[UPDATE]: PleasrDAO has announced that it purchased the one-of-a-kind Wu-Tang Clan album, Once Upon A Time In Shaolin, back in July, ending months of speculation.

This past July, the U.S. Attorney’s Office for the Eastern District of New York announced that the one-of-a-kind album once owned by the now-incarcerated Martin Shkreli had been sold to an unknown bidder.

In a video posted to the PleasrDAO (DAO meaning “Decentralized Autonomous Organization) YouTube page, the worldwide cryptocurrency collective confirmed that it had bought the two-CD, 31 track album. The five-minute video documents the purchase as well as clips of the PleasrDAO “Chief Pleasing Officer”, Jamis Johnson, listening for the first time.

“This beautiful piece of art, this ultimate protest against middlemen and rent-seekers of musicians and artists, went south by going into the hands of Martin Shkreli, the ultimate internet villain,” Johnson told Rolling Stone. “We want this to be us bringing this back to the people. We want fans to participate in this album at some level.”

The terms of the original sale, and the subsequent sale by the U.S. government, stipulate that the owner cannot commercially release, record, remix, stream, or even play the album at a large gathering.

“You couldn’t play [the album] onstage at Coachella,” Johnson told Rolling Stone. “But you could take out six really cool spaces across the world and do exhibitions with it where 200 people come at a time, and you would be able to sell tickets. We very much want to do that.”

Below, check out the YouTube video documenting the sale of Once Upon A Time In Shaolin, and head here to read more about the PleasrDAO purchase.

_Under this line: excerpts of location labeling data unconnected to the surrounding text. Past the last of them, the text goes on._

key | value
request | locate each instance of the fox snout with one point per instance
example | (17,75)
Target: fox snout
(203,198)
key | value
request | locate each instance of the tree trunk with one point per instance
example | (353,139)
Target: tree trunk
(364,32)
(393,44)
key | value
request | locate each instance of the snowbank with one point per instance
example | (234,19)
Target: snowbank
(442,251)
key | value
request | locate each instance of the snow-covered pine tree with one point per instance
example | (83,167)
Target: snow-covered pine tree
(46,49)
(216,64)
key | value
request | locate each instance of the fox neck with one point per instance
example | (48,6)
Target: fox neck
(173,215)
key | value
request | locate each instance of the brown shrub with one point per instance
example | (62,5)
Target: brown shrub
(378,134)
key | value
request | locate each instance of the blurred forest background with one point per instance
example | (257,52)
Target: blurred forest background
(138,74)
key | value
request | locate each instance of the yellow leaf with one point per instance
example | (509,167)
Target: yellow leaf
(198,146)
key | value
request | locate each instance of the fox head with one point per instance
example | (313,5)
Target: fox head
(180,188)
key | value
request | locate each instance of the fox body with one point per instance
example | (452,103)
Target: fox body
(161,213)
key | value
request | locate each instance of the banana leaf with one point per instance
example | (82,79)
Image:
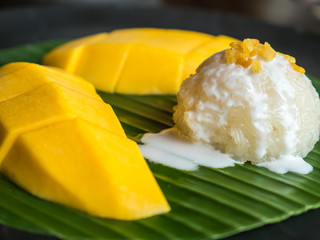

PleasrDAO Once Upon A Time In Shaolin Announcement


[7/28/21]: The strange saga that combined corporate maleficence with hip-hop royalty appears to have finally come to an end on Tuesday with the announcement that the U.S. government has sold the sole copy of Wu-Tang Clan‘s Once Upon A Time In Shaolin—once owned by convicted felon Martin Shkreli—to an unknown bidder.

According to a press release from the U.S. Attorney’s Office for the Eastern District of New York, the sale “contains a confidentiality provision that protects information relating to the buyer and price.”

Proceeds from the sale of the album will go toward satisfying the disgraced pharma bro’s $7.36 million judgment levied against him in 2017 for securities fraud. Per court documents, the sale of the Wu-Tang album now fulfills Shkreli’s ordered monetary remuneration.

“Through the diligent and persistent efforts of this Office and its law enforcement partners, Shkreli has been held accountable and paid the price for lying and stealing from investors to enrich himself,” Jacquelyn M. Kasulis, Acting United States Attorney for the Eastern District of New York, wrote in a press release. “With today’s sale of this one-of-a-kind album, his payment of the forfeiture is now complete.”

Related: These Geniuses Wrote A Musical About The Bill Murray And Wu-Tang Heist On Martin Shkreli

Other court documents, viewed by Pitchfork, also address Shkreli’s ownership of a then-unreleased copy of Lil Wayne‘s Tha Carter V. Though the U.S. government ordered Shkreli to surrender the CD, it does not appear that authorities ever seized the album nor has it recovered any financial recompense from the CD.

Shkreli was convicted of securities fraud in 2017 and is currently serving eight years in federal prison. He came to notoriety in 2015 after his company Turin Pharmaceuticals acquired Daraprim, a drug used to treat toxoplasmosis in both AIDS-related and unrelated cases with no generic alternative, and raised the cost over $700 overnight. However, Shkreli was convicted of defrauding investors and not for price gauging customers.

Shortly after his sentence was handed down, Shkreli stated in 2017 his plans to sell Once Upon A Time In Shaolin—which he bought from Wu-Tang for $2 million—on eBay. Shortly thereafter, RZA said that he planned to buy the album back, but was prevented by the conditions of the auction. The U.S. government ended up stepping in and seizing the asset before it could be sold. It was announced in August 2020 that Netflix was producing a film adaptation of the saga with a script from Ian Edelman (How To Make It In America) and RZA on board as a producer.